Severe complications are uncommon in P. vivax infections, although coma and sudden death or other symptoms of cerebral involvement have been reported, particularly in patients with varying degrees of primaquine resistance. These patients can exhibit cerebral malaria, renal failure, circulatory collapse, severe anemia, hemoglobinuria, abnormal bleeding, acute respiratory distress syndrome, and jaundice. Acute cerebral malaria involves changes in mental status and if untreated may result in fatality within 3 days.
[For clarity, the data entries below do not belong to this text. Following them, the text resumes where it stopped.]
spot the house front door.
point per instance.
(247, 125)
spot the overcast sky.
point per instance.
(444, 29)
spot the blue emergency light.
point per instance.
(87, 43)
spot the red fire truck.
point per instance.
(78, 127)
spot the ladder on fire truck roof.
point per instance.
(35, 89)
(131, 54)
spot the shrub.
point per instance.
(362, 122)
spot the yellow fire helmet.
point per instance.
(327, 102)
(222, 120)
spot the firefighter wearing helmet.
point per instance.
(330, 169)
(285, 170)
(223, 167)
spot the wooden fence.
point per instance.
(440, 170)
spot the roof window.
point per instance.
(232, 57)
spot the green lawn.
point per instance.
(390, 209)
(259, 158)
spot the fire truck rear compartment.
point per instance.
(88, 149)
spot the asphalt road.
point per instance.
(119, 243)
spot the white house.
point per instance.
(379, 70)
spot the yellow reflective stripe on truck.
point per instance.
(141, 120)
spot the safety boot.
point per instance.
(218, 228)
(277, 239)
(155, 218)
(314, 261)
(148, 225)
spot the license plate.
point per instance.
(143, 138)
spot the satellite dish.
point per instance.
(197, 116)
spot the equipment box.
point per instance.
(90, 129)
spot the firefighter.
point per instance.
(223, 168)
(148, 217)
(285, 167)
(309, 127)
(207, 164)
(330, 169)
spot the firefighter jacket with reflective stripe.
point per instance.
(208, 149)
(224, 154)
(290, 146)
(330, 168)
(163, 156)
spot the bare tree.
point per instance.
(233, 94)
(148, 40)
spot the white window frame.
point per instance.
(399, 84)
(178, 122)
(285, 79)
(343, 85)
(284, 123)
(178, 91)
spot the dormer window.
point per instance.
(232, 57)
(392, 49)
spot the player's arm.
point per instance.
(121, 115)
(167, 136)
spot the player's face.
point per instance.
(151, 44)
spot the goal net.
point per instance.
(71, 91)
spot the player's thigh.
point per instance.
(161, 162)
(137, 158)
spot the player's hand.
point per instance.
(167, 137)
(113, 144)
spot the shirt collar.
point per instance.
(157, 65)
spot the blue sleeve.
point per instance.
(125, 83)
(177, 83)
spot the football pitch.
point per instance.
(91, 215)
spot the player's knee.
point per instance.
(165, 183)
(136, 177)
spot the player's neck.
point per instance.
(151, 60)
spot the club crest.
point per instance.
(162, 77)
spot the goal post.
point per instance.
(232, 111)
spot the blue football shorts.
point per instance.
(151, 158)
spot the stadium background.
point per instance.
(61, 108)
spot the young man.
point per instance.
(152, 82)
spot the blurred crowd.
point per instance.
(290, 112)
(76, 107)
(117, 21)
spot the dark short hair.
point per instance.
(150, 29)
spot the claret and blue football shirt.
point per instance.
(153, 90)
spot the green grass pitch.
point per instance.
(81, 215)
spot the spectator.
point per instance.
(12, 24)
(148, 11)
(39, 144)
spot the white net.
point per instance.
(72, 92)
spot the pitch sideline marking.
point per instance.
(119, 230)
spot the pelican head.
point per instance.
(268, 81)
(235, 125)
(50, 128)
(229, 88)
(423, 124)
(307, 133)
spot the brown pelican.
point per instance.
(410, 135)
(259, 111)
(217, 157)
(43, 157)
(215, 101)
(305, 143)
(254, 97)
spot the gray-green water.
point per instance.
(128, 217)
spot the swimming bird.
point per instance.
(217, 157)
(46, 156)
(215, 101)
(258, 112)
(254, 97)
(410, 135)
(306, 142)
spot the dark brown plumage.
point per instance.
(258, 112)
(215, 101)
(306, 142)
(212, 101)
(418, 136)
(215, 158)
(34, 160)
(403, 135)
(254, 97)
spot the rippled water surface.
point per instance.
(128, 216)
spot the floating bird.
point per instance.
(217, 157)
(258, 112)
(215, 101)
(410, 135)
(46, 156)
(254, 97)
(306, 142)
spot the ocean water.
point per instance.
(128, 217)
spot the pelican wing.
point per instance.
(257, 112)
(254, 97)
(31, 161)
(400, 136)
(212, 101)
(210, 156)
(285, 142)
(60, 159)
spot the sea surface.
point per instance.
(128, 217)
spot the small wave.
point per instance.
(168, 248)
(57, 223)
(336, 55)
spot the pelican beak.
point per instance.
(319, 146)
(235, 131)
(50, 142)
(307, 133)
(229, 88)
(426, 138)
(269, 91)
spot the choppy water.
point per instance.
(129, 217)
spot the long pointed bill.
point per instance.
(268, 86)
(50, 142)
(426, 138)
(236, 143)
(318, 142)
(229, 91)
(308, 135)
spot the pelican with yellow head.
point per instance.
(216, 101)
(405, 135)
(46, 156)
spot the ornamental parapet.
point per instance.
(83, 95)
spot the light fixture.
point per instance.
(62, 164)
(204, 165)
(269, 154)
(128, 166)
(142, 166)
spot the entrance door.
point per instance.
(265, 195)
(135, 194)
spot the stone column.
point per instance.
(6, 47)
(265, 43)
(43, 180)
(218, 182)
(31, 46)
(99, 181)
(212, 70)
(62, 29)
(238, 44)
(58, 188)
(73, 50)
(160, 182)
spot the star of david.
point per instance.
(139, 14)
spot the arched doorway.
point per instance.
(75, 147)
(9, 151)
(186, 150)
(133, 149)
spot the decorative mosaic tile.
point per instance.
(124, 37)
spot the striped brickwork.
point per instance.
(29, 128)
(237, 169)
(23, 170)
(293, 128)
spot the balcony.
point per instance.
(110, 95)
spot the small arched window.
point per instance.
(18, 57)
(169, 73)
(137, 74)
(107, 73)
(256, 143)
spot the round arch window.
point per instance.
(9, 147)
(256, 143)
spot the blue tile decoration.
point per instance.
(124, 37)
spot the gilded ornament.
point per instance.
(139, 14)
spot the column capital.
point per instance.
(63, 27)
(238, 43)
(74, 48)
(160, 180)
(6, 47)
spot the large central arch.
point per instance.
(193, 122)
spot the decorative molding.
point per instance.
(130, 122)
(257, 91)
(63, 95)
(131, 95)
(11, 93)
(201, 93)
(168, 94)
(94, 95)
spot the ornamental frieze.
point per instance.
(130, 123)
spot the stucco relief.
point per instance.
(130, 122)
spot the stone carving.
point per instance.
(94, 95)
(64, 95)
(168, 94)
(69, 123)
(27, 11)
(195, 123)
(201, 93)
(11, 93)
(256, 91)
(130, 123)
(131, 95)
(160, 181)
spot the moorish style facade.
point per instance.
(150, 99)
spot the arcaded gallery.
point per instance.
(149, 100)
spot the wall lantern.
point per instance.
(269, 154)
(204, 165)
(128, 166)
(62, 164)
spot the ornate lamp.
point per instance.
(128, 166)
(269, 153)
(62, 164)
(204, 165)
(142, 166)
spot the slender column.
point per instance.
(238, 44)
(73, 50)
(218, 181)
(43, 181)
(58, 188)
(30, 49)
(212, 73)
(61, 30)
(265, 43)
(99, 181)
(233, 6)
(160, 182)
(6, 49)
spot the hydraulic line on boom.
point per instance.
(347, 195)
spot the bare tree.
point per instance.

Although P. ovale and P. vivax infections are clinically similar, P. ovale malaria is usually less severe, tends to relapse less frequently, and usually ends with spontaneous recovery, often after no more than 6 to 10 paroxysms (see Tables 49-1 to 49-3, Figures 49-2 and 49-3). Like P. vivax, P. ovale infects only the reticulocytes, so that the parasitemia is limited to approximately 2% to 5% of the available RBCs. For many years the literature has stated that as with P. vivax, a secondary or dormant schizogony occurs in P. ovale, which remain quiescent in the liver. However, newer findings indicate that hypnozoites have never been demonstrated by biologic experiments.